As a user statistic assistant, I continuously monitored user experiences from closed to open beta, analyzed player retention, and devised data-driven strategies for a 3% increase in the 3-day retention rate. I also designed and analyzed surveys during 3-day, 7-day, and 14-day testing phases, and conducted in-depth interviews to identify reasons for player churn during the 7-14 day period, producing actionable reports.
As a bussiness analytics assistant, I conducted in-depth industry research on online education and adult education, exploring dimensions such as market trends, sub-sectors, key players, and competitors. Through thorough desktop research, I analyzed the existing business models across various segments of the industry value chain. The findings provided a comprehensive understanding of the industry's current landscape. Subsequently, I offered strategic support for Baidu Library's market entry, drawing on insights gained from the analysis.
As a data analytics assistant, I cleaned and annotated over 10,000 records in the database, and assisted to train the company's classificaiton model with the cleaned data, Additionally, I developed a Python web scraper to collect financial news from more than 10 reputable companies as new materials for the company's NLP model.
Working with the professor on the project of Inference on SNDS databse with quantitative measurement, I simulated bipartite data between patients and doctors corresponding to the calibrated model, and estimated the potential costs of each visits with a second-ordred model. Besides, I estimated two-way fixed effects and coefficients with logistic regression model based on the simulated bata, and in the end evaluated the results with different methods including euclidean norms and cross validation, and validated the results via analysis on bigger scale of data with Spark.
As the first author of this research, I developed a web scraper using HTMLSession to collect 500+ videos and relevant data on Tiktok platform, and conducted basic statistical analysis. I then constructed first-order and second-order regression model to delve into the relative impact of various factors on city brand's dissemination heat.

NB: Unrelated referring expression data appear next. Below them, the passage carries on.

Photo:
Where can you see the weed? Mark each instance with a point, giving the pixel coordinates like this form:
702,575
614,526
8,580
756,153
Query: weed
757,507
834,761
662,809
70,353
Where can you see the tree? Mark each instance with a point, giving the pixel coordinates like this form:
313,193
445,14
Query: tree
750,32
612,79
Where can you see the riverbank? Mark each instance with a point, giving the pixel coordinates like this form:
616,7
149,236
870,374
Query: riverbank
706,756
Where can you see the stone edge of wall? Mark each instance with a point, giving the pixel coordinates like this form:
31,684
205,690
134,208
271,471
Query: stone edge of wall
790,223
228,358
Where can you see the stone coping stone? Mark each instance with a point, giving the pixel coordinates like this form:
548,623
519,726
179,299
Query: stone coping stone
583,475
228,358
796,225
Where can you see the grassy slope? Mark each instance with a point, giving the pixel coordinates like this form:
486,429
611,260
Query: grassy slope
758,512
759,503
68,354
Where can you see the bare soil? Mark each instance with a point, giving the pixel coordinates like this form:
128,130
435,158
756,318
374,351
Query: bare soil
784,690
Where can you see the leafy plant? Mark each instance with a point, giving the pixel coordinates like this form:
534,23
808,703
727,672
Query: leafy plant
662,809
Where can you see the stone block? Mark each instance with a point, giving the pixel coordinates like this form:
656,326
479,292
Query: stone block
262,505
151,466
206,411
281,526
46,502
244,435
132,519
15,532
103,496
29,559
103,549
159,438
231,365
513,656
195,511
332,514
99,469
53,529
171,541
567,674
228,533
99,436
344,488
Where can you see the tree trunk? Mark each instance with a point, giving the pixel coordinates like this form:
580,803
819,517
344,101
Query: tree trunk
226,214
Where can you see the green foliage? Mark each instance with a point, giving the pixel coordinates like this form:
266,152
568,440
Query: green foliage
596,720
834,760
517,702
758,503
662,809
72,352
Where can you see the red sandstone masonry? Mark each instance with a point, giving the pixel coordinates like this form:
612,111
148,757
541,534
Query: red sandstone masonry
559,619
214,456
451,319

For this case study, I preprocessed the data via 3 stages, data cleaning, exploratory data analysis, and feature engineering, after which I built different classification models including KNN, Adaboost, and randomforest. With the results, I evaluated those models with metrics including precision rate, recall rate, and f1-socre, and drew the conclusion that the randomforest classifier performed comparatively better on this dataset.
In this competition, we first conducted exploratory data analysis and observed the critical features of the dataset. Based on the observation, we preprocessed the data, including cleaning unicodes, emojis, and tones.
Before training models, we tested and built our embedding matrix with pre-trained word vectors. After experiments, we chose glove.840B.300d since it has better performance.
During model traning, we applied cross-validation to obtain more stable results and avoid overfitting. Moreover, in consideration of diversity among the models for stacking,
we applied different numbers of folds for cross validation and also different numbers of epoches on different models.
In terms of models, we trained Bi-LSTM, Bi-GRU with attention, CNN, and BERT.
In the end, we stacked our models altogether to improve our score in the competition.
For the second-order model, we tried Linear Regression, Logistic Regression, and SVM. Finally, we imported hyper features obtained from the base models to the second-order model
and predict the ultimate results of our comments.
Process of Stacking
Our final stacked model ranked top 3 in this in-class kaggle competition.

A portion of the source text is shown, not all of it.